There was a time.


C’è stato un attore, un grande attore, vissuto nello stesso periodo di un feroce dittatore. Con lui condivideva il periodo storico, ma anche dei baffetti strani. Avevano anche la stessa età: nati nello stesso anno, nello stesso mese, a soli 4 giorni di distanza.

Solo che uno agitava le masse con barbarica follia – che di lì a poco sarebbe sfociata in uno dei periodi più atroci dell’umanità – l’altro indossava una bombetta, roteava un bastone da passeggio, camminava con i piedi piatti e faceva film. Comici, per giunta.

Ebbene, quel piccolo omino buffo, con i suoi film, sfidò il grande dittatore, e lo fece con l’unica arma a sua disposizione: il sorriso. Lo fece attraverso una pellicola satirica che, a scanso di equivoci, chiamò proprio The Great Dictator, il grande dittatore.

Non servì ad arginare il buio che sarebbe venuto, ma servì a scuotere gli animi, a diffondere consapevolezza.

Se dall’altra parte dell’oceano c’era qualcuno che faceva piangere il mondo, lì c’era anche qualcuno di molto simile che lo faceva commuovere – che, a ben vedere, è molto diverso.

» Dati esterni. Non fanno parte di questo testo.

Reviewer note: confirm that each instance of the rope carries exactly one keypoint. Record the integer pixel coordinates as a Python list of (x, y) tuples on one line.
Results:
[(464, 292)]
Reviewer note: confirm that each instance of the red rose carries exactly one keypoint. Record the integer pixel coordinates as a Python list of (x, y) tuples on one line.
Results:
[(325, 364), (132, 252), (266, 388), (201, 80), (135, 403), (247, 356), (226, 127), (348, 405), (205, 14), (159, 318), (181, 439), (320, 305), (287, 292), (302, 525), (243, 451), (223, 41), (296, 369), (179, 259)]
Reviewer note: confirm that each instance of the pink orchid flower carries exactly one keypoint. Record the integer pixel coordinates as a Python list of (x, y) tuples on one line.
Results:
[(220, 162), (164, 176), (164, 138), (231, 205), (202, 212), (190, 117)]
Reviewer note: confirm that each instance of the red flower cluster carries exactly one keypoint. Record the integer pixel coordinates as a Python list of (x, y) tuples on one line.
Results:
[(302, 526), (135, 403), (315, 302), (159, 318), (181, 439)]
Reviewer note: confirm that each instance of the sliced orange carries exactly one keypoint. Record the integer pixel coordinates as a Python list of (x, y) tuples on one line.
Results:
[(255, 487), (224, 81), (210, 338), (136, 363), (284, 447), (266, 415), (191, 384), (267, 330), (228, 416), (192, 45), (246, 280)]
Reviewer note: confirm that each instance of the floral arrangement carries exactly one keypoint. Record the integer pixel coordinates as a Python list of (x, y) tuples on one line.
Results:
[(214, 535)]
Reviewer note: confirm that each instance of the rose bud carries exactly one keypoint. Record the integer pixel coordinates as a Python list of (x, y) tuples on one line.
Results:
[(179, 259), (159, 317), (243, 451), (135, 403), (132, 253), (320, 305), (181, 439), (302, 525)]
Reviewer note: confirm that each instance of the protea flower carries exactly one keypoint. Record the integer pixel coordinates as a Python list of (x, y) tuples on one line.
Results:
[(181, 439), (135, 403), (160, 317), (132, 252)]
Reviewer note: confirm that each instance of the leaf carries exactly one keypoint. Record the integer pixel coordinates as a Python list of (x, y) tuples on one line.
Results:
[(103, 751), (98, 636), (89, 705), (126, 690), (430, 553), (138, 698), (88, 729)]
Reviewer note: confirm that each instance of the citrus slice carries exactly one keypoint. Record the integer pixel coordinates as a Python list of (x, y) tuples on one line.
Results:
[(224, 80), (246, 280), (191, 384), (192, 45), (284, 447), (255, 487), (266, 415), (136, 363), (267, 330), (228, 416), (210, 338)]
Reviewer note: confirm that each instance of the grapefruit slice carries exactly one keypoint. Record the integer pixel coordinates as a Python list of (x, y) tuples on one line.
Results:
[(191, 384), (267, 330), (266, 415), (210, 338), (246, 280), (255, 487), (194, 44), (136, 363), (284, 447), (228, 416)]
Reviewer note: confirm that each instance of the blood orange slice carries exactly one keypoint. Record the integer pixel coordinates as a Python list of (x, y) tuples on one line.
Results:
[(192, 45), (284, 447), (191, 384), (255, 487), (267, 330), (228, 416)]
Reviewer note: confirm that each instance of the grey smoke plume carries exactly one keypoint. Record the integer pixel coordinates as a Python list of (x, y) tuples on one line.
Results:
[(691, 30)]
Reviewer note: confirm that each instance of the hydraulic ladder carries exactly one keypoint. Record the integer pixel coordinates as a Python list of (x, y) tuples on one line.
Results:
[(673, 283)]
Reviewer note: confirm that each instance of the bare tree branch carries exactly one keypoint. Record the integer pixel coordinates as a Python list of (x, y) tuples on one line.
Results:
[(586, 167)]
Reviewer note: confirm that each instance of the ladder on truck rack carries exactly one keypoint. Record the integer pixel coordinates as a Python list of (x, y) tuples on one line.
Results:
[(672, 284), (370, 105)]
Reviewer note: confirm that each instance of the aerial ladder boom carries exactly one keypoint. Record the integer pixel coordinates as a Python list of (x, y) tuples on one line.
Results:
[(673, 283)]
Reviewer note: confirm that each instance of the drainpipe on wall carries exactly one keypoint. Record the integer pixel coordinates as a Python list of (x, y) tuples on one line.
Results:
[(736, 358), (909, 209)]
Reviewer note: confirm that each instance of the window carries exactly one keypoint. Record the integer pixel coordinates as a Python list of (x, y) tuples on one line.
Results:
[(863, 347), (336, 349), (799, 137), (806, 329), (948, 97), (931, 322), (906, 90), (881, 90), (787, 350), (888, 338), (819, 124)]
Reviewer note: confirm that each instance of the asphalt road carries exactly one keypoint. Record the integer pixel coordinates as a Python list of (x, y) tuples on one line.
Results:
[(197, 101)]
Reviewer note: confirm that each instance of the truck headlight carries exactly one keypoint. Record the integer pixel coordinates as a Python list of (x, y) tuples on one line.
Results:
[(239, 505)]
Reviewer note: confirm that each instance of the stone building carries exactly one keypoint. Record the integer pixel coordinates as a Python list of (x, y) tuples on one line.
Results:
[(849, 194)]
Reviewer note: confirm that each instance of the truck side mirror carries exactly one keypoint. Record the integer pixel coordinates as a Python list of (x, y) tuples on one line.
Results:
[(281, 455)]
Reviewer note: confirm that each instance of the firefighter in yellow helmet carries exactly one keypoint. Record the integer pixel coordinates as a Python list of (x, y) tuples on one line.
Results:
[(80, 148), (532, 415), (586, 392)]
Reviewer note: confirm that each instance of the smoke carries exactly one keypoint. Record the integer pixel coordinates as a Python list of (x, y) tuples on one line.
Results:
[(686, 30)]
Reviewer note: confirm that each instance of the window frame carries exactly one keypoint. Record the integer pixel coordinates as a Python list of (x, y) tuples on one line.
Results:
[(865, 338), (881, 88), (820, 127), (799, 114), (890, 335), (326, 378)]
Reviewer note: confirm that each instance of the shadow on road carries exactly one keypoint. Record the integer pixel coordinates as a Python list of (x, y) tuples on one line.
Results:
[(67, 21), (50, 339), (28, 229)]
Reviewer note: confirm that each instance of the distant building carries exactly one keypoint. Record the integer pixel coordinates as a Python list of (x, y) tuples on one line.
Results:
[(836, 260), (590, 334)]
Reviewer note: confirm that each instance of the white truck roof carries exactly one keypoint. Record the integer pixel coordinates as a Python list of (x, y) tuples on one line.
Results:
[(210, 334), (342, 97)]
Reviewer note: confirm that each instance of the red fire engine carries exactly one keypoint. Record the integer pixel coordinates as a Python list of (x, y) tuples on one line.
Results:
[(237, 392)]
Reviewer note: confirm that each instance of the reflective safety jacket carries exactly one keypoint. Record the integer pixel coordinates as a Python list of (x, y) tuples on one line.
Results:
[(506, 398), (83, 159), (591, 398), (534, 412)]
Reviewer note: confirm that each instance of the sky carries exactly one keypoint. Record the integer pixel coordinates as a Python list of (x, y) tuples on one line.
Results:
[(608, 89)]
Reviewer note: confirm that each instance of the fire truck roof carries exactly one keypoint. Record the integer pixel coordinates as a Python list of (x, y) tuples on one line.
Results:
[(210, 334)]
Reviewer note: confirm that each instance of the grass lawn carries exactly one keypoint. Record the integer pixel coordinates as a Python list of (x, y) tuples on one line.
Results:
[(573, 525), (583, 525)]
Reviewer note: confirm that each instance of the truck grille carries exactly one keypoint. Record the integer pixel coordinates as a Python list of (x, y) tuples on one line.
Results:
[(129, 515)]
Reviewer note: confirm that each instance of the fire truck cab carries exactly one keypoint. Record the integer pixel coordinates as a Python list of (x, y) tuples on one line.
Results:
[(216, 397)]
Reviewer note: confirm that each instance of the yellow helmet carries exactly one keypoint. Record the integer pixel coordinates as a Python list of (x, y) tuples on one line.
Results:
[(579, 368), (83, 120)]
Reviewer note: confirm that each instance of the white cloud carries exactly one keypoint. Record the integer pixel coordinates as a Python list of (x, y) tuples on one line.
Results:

E poi lo faceva sorridere. E infine pensare.

Questo per dire che il sorriso può essere un’arma, una difesa, un appoggio, un’esplosione, un sollievo, una gioia, un lasciarsi andare, un fluire lontano e tornare indietro. Più consapevoli.

“Un giorno senza sorriso è un giorno perso”. Facile a dirsi, però ha un suo perché. E comunque l’ha detto l’uomo coi baffetti, quello simpatico.

Si chiamava Charlie Chaplin.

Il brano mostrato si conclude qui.